Here’s what that command would look like: jpt -o replace -v '"REDACTED"' -p '$["advanced_computer_search"]["computers"][*]["name","udid","Username","Computer_Name","MAC_Address","Serial_Number","Email_Address","IP_Address"]' ./advancedcomputersearch-2-raw.json

Here’s what that same computer looks like in the resulting output (as well as all others in the document):

  {
    "name": "REDACTED",
    "udid": "REDACTED",
    "Managed": "Managed",
    "id": 2,
    "Computer_Name": "REDACTED",
    "Architecture_Type": "i386",
    "Make": "Apple",
    "Service_Pack": "",
    "Last_Inventory_Update": "2020-11-04 22:01:09",
    "Active_Directory_Status": "Not Bound",
    "Total_Number_of_Cores": "8",
    "Username": "REDACTED",
    "FileVault_2_Status": "Encrypted",
    "JSS_Computer_ID": "254",
    "Number_of_Available_Updates": "1",
    "Model_Identifier": "MacBookPro16,1",
    "Operating_System": "Mac OS X 10.15.7",
    "Model": "MacBook Pro (16-inch, 2019)",
    "MAC_Address": "REDACTED",
    "Serial_Number": "REDACTED",
    "Email_Address": "REDACTED",
    "IP_Address": "REDACTED",
    "FileVault_Status": "1/1",
    "Processor_Type": "Intel Core i9",
    "Processor_Speed_MHz": "2457",
    "Total_RAM_MB": "65536"
  }

What we did was use the -o replace operation with a -v <value> of the JSON string "REDACTED" to all the paths matched by the JSONPath union expression (the comma separated property names in brackets) of the -p option. JSON Pointer can only act on one value at a time, this is where JSONPath can save you time and really shines.

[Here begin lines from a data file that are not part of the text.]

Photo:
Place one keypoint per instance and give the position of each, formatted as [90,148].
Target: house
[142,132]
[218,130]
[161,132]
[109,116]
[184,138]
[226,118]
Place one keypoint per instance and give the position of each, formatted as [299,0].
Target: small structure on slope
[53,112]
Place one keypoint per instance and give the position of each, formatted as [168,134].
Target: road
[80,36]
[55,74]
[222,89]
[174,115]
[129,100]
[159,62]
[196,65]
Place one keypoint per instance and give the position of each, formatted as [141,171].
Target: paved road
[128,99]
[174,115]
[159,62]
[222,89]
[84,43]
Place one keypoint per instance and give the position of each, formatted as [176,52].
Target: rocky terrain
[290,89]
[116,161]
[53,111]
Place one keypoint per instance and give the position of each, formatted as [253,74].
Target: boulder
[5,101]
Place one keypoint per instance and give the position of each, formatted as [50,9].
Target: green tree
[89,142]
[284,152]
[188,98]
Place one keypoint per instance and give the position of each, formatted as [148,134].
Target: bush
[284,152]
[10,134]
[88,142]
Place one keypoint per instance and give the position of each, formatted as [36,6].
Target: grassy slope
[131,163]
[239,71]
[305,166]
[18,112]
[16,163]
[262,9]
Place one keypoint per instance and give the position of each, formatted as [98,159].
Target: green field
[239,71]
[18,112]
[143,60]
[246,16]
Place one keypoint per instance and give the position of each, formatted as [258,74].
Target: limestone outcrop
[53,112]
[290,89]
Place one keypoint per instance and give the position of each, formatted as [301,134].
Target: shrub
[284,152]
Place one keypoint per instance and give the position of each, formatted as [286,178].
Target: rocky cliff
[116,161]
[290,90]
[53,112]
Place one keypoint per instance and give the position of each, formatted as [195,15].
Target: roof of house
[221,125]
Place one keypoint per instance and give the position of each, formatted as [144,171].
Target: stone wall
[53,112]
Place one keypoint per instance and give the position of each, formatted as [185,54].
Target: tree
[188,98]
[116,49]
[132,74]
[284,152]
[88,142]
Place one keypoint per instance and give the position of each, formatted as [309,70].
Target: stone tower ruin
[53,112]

jpt is fast because WebKit’s JavascriptCore engine is fast, for instance there is a larger version of that search that has 15,999 computers, it took only 11 seconds to redact every record.

jpt -l $.advanced_computer_search.computers ./advancedcomputersearch.json
15999

time jpt -o replace -v '"REDACTED"' -p '$.advanced_computer_search.computers[*]["name","udid","Username","Computer_Name","MAC_Address","Serial_Number","Email_Address","IP_Address"]' ./advancedcomputersearch.json > /dev/null 

11.14s user 0.35s system 104% cpu 11.030 total

Put Smart Computer Groups on a diet

When you download Smart Groups via the API, you will also get an array of all the computers objects that match at that moment in time. If you just want to back up the logic or upload to another system, you don’t want all those computers in there.

Sample file: smartgroup-1-raw.json

{
  "computer_group": {
    "id": 12,
    "name": "All 10.15.x Macs",
    "is_smart": true,
    "site": {
      "id": -1,
      "name": "None"
    },
    "criteria": [
      {
        "name": "Operating System Version",
        "priority": 0,
        "and_or": "and",
        "search_type": "like",
        "value": "10.15",
        "opening_paren": false,
        "closing_paren": false
      }
    ],
    "computers": [
      {
        "id": 1,
        "name": "mac1",
        "mac_address": "12:34:56:78:9A:BC",
        "alt_mac_address": "12:34:56:78:9A:BD",
        "serial_number": "Z18D132XJTQD"
      },
      {
        "id": 2,
        "name": "mac2",
        "mac_address": "12:34:56:78:9A:BE",
        "alt_mac_address": "12:34:56:78:9A:BF",
        "serial_number": "Z39VM86X01MZ"
      }
    ]
  }
}

Lets’ remove those computers with jpt and the JSON Patch remove operartion:
jpt -o remove -p '$.computer_group.computers' ./smartgroup-1-raw.json

Since the target is a single property name, JSON Pointer can also be used:
jpt -o remove -p /computer_group/computers ./smartgroup-1-raw.json

{
  "computer_group": {
    "id": 12,
    "name": "All 10.15.x Macs",
    "is_smart": true,
    "site": {
      "id": -1,
      "name": "None"
    },
    "criteria": [
      {
        "name": "Operating System Version",
        "priority": 0,
        "and_or": "and",
        "search_type": "like",
        "value": "10.15",
        "opening_paren": false,
        "closing_paren": false
      }
    ]
  }
}

Further Uses

Using only JSON Patch replace and remove operations this JSON could have its id removed to prep it for an API POST on another JSS to create a new group or the name and value could be modified in a looping script to create multiple JSON files for every macOS version. The jpt is flexible enough to handle most anything you throw at it, whether you are using the standalone version or have embedded it in your scripts.